When Captain Matthew Wolf of the US Army Reserves was called up for active military service from his New Jersey home, he decided to exercise a benefit Congress created for military men and women under the Servicemembers Civil Relief Act (SCRA).
The SCRA creates procedures that protect soldiers from certain civilian responsibilities so that they may devote their entire energy to their military service. Congress did not want soldiers to be distracted by their civilian obligations. One of the many provisions of SCRA allows service members to terminate car leases and receive a refund for all advance payments made.
However, when Wolf returned his 2007 Nissan Infinity G35 Sedan, the dealer refused to return his payments. He then decided to seek justice for himself and for all other service members similarly situated. He brought a class action lawsuit against Nissan for violating the SCRA.
Unfortunately, Wolf’s lease agreement included an arbitration clause which contained a ban on class actions. Meaning that instead of going to court, Wolf would be forced into a secretive arbitration proceeding controlled by the dealer. In addition, he could not act on behalf of other service members whose rights were also potentially violated because the contract banned class actions.

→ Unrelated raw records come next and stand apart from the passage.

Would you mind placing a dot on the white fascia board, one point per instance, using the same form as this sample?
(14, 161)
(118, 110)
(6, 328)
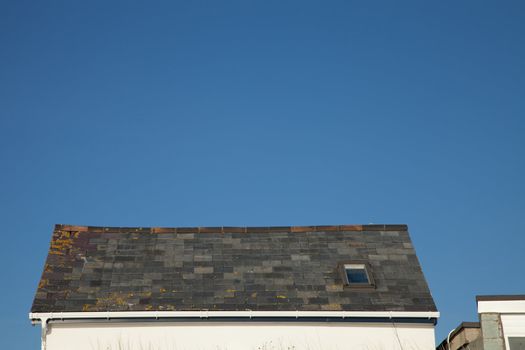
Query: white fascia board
(501, 306)
(233, 314)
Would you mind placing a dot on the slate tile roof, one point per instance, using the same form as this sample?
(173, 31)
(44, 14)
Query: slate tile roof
(229, 268)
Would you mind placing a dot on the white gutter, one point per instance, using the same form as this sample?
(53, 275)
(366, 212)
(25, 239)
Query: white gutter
(233, 314)
(44, 318)
(501, 306)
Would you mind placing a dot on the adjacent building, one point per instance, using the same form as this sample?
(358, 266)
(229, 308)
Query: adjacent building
(501, 326)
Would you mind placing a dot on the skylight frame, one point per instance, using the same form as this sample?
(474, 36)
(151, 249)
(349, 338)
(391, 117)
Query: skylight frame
(343, 266)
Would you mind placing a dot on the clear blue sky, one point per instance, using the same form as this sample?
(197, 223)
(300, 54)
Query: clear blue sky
(267, 113)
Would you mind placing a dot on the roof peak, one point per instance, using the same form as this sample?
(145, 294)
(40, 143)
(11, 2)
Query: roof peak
(235, 229)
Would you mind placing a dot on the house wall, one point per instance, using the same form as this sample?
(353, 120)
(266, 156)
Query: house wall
(238, 336)
(513, 327)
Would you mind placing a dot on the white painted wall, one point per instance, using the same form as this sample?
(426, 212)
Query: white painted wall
(513, 326)
(239, 336)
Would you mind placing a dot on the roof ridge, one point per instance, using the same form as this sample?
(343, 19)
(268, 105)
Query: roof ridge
(235, 229)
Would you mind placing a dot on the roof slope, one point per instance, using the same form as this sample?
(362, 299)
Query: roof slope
(229, 268)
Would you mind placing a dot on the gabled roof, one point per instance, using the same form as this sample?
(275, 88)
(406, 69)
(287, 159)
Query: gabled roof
(229, 268)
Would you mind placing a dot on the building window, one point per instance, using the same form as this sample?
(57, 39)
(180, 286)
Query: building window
(357, 274)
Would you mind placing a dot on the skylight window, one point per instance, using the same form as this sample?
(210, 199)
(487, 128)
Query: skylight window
(357, 274)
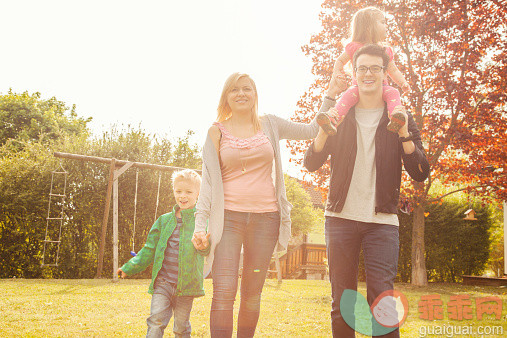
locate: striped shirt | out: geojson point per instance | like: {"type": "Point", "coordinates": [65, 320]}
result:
{"type": "Point", "coordinates": [169, 270]}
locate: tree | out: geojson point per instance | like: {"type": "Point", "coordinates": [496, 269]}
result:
{"type": "Point", "coordinates": [25, 178]}
{"type": "Point", "coordinates": [303, 215]}
{"type": "Point", "coordinates": [27, 117]}
{"type": "Point", "coordinates": [453, 54]}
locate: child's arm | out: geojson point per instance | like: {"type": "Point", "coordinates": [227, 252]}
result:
{"type": "Point", "coordinates": [146, 255]}
{"type": "Point", "coordinates": [201, 242]}
{"type": "Point", "coordinates": [340, 63]}
{"type": "Point", "coordinates": [395, 74]}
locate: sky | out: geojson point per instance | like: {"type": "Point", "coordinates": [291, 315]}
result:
{"type": "Point", "coordinates": [157, 64]}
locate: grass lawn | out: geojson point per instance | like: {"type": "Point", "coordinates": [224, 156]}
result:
{"type": "Point", "coordinates": [296, 308]}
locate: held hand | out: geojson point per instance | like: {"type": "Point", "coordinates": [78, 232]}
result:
{"type": "Point", "coordinates": [121, 274]}
{"type": "Point", "coordinates": [201, 240]}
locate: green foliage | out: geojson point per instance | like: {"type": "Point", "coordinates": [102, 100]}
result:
{"type": "Point", "coordinates": [32, 129]}
{"type": "Point", "coordinates": [454, 246]}
{"type": "Point", "coordinates": [303, 215]}
{"type": "Point", "coordinates": [27, 117]}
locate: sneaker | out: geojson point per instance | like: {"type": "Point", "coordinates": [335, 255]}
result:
{"type": "Point", "coordinates": [397, 121]}
{"type": "Point", "coordinates": [327, 123]}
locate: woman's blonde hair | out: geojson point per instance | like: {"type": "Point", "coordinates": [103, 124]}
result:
{"type": "Point", "coordinates": [224, 110]}
{"type": "Point", "coordinates": [363, 28]}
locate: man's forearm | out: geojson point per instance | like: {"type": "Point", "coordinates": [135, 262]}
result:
{"type": "Point", "coordinates": [320, 141]}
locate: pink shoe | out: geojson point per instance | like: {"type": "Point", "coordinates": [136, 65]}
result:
{"type": "Point", "coordinates": [328, 123]}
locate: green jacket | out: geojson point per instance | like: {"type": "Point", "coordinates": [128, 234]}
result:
{"type": "Point", "coordinates": [190, 260]}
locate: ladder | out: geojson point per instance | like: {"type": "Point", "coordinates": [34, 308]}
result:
{"type": "Point", "coordinates": [54, 221]}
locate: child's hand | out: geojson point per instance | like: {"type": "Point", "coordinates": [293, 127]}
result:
{"type": "Point", "coordinates": [405, 87]}
{"type": "Point", "coordinates": [200, 240]}
{"type": "Point", "coordinates": [123, 274]}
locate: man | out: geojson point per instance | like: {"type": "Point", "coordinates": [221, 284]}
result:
{"type": "Point", "coordinates": [364, 185]}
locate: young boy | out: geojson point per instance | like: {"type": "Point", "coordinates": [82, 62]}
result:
{"type": "Point", "coordinates": [177, 275]}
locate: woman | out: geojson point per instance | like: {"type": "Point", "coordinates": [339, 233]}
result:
{"type": "Point", "coordinates": [242, 201]}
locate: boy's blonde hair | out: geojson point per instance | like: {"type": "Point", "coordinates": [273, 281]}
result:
{"type": "Point", "coordinates": [224, 111]}
{"type": "Point", "coordinates": [363, 28]}
{"type": "Point", "coordinates": [186, 174]}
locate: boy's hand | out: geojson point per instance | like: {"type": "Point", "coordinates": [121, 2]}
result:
{"type": "Point", "coordinates": [121, 273]}
{"type": "Point", "coordinates": [201, 240]}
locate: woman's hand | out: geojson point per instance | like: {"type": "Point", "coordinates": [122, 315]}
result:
{"type": "Point", "coordinates": [200, 240]}
{"type": "Point", "coordinates": [405, 87]}
{"type": "Point", "coordinates": [121, 274]}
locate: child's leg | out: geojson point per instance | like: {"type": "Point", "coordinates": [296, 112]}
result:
{"type": "Point", "coordinates": [161, 308]}
{"type": "Point", "coordinates": [392, 97]}
{"type": "Point", "coordinates": [346, 101]}
{"type": "Point", "coordinates": [182, 308]}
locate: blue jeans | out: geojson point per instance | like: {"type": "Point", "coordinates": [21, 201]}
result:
{"type": "Point", "coordinates": [258, 234]}
{"type": "Point", "coordinates": [344, 239]}
{"type": "Point", "coordinates": [163, 302]}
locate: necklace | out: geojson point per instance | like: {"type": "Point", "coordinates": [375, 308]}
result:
{"type": "Point", "coordinates": [243, 163]}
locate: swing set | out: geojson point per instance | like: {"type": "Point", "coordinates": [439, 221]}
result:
{"type": "Point", "coordinates": [117, 168]}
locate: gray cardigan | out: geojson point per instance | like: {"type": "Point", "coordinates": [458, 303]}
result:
{"type": "Point", "coordinates": [210, 204]}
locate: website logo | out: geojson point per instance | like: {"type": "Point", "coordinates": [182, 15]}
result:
{"type": "Point", "coordinates": [388, 312]}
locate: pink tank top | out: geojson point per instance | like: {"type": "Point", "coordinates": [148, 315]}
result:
{"type": "Point", "coordinates": [246, 166]}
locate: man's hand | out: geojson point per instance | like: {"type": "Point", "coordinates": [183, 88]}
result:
{"type": "Point", "coordinates": [409, 146]}
{"type": "Point", "coordinates": [405, 87]}
{"type": "Point", "coordinates": [200, 240]}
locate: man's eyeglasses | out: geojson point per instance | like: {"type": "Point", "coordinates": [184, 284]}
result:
{"type": "Point", "coordinates": [372, 69]}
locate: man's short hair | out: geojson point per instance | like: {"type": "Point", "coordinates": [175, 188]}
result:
{"type": "Point", "coordinates": [373, 50]}
{"type": "Point", "coordinates": [186, 174]}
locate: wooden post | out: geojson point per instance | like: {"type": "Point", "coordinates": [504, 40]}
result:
{"type": "Point", "coordinates": [115, 227]}
{"type": "Point", "coordinates": [107, 207]}
{"type": "Point", "coordinates": [117, 174]}
{"type": "Point", "coordinates": [505, 238]}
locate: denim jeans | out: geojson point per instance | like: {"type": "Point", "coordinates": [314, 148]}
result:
{"type": "Point", "coordinates": [258, 234]}
{"type": "Point", "coordinates": [344, 239]}
{"type": "Point", "coordinates": [163, 303]}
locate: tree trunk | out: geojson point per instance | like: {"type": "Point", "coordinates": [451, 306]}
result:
{"type": "Point", "coordinates": [419, 277]}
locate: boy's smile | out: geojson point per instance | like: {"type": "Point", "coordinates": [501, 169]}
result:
{"type": "Point", "coordinates": [185, 193]}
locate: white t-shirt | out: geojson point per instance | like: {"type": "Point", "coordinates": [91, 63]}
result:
{"type": "Point", "coordinates": [360, 202]}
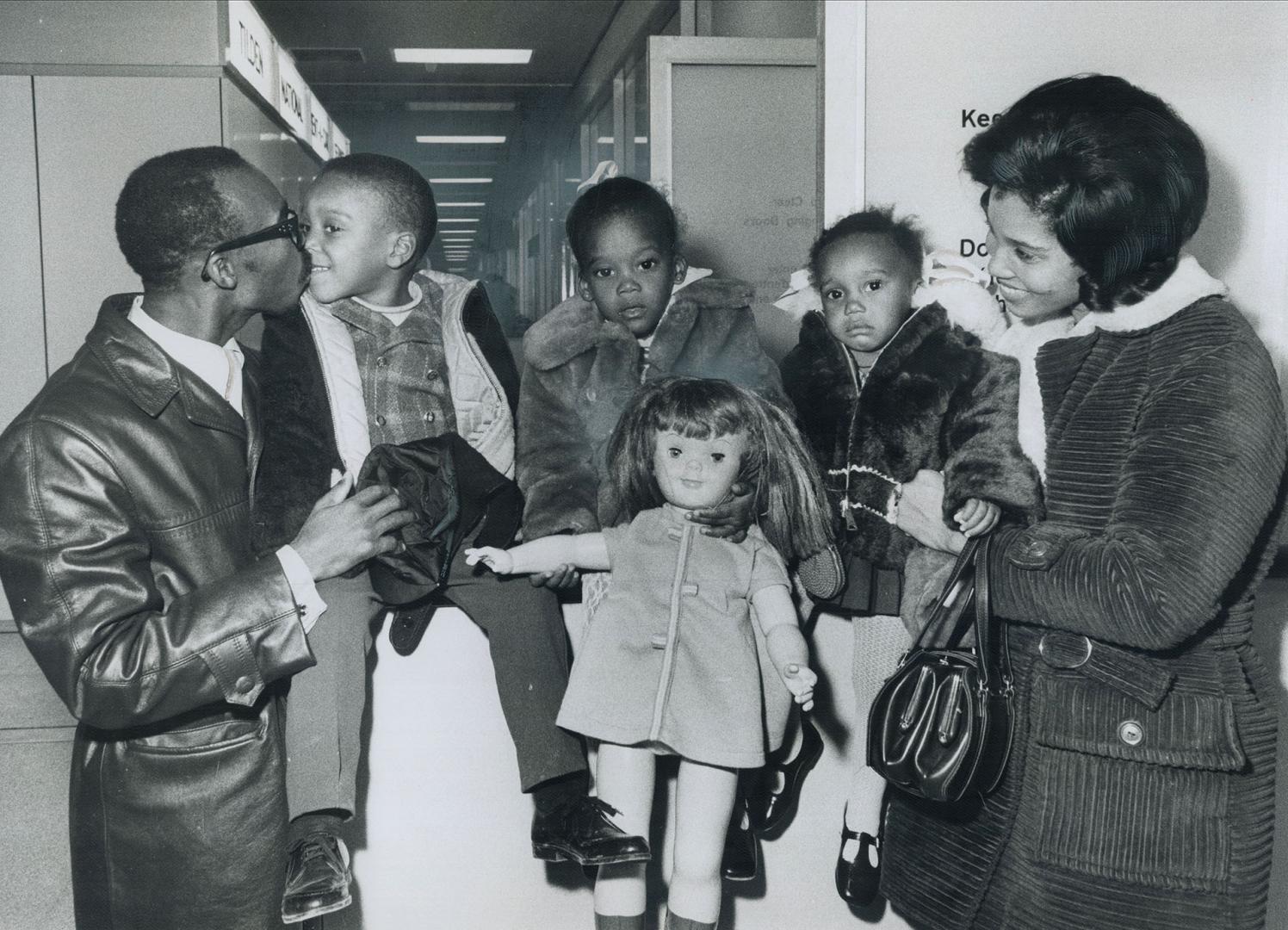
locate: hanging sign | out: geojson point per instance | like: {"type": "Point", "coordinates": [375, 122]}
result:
{"type": "Point", "coordinates": [293, 94]}
{"type": "Point", "coordinates": [251, 48]}
{"type": "Point", "coordinates": [339, 142]}
{"type": "Point", "coordinates": [319, 127]}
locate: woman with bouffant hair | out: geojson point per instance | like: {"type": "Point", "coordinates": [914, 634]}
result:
{"type": "Point", "coordinates": [1140, 784]}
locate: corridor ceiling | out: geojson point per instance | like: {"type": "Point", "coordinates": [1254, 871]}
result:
{"type": "Point", "coordinates": [344, 52]}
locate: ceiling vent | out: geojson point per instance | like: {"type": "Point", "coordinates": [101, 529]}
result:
{"type": "Point", "coordinates": [329, 56]}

When Wolf initiated the claim and begun proceedings for a class action, Nissan moved to dismiss the lawsuit by invoking the arbitration clause and class action ban. The district court ruled in Nissan’s favor, holding that the forced arbitration clause and class action ban was valid in light of the Supreme Court’s recent ruling in AT&T Mobility v. Concepcion (decision issued April 27, 2011).
Arbitration clauses are typically found in many everyday contracts between consumers and corporations, including cell phone, banking and employment contracts. When an individual is bound to arbitration instead of an open court with a judge and jury, the fate of his claim rests with a privately financed arbitrator. Further, arbitrators’ decisions are generally withheld from the public, without any reasoning given and are not appealable.
Individuals with identical claims often bring their claims together in one class action. Even assuming that Wolf would have recovered for his loss in arbitration, Nissan likely would not address all of the other soldiers who suffered similar losses. But if all service members were able to combine their claims against Nissan, they could simultaneously seek redress.
However, the Supreme Court held in Concepcion that the Federal Arbitration Act preempts state laws which hold that class actions bans within arbitration clauses are unconscionable. The court effectively allowed companies to insert class action bans within arbitration clauses in their consumer contracts. As a result of the decision, Wolf and his fellow service members could not get their day in court.
Soon after Concepcion was decided, Sen. Al Franken (D-Minn.) and Rep. Hank Johnson (D-Ga.) introduced the Arbitration Fairness Act (S.987, H.R.1873). The legislation would ban arbitration clauses in consumer contracts, which would ensure that arbitration is voluntary and entered into after the dispute arises. It will help to prevent similar injustices from occurring to other service members.
Wolf v. Nissan Motor Acceptance Corp., No. 10-CV-3338 (NLH) (KMW), 2011 WL 2490939 (D.N.J. June 22, 2011).
Guest author Jeremy Greenberg is civil justice intern at Public Citizen.